Before the Rondo neighborhood was destroyed, before a freeway ripped the heart out of St. Paul's black community, Frank White remembers delivering newspapers and trying to ride his bike up St. Anthony Hill.
Floyd Smaller, whose family moved here from Arkansas when he was 7 years old, remembers Saturday mornings so full of adventure that he dashed out of the house to see what the day would bring.
And Marvin Roger Anderson, who went on to become state law librarian, remembers grown-ups competing at a local club to see who would be named Mayor of Bronzeville. "There was even a parade," he said, smiling at the memory.
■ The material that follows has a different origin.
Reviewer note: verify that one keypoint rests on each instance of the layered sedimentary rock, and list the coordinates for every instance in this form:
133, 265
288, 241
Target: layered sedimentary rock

On Friday, those memories of Rondo and stories of what once was moved a step closer to reconnecting with the neighborhood's families of today and tomorrow, as national, state and local officials and community leaders broke ground on a Rondo Commemorative Plaza. Over time, a vacant lot on Concordia Avenue near Fisk Street will become a multimedia-infused place to stop, talk, remember and learn about what was once there.
Anderson, who with Smaller has led the effort to honor an area that once was home to nearly 80 percent of the city's black population, said he hopes it fosters connections to the future.
"I'll know that what we have done in all of these years — the Rondo Days parade, the reconciliation, the marches — won't mean anything until a child walks up to the exhibit and says: 'Tell me more,' " he said.
From 1865 to 1966, Rondo Avenue was a ribbon weaving together the city's black community. The Rondo neighborhood stretched from Rice Street west to Lexington Parkway, about 150 square blocks, and was home to many middle class families of doctors, lawyers, shopkeepers and schoolteachers.
But when federal and state officials plotted the route for Interstate 94 in the 1950s, they chose to run it through what many elected officials considered the path of least resistance. The construction led to the bulldozing of hundreds of homes and the displacement of families.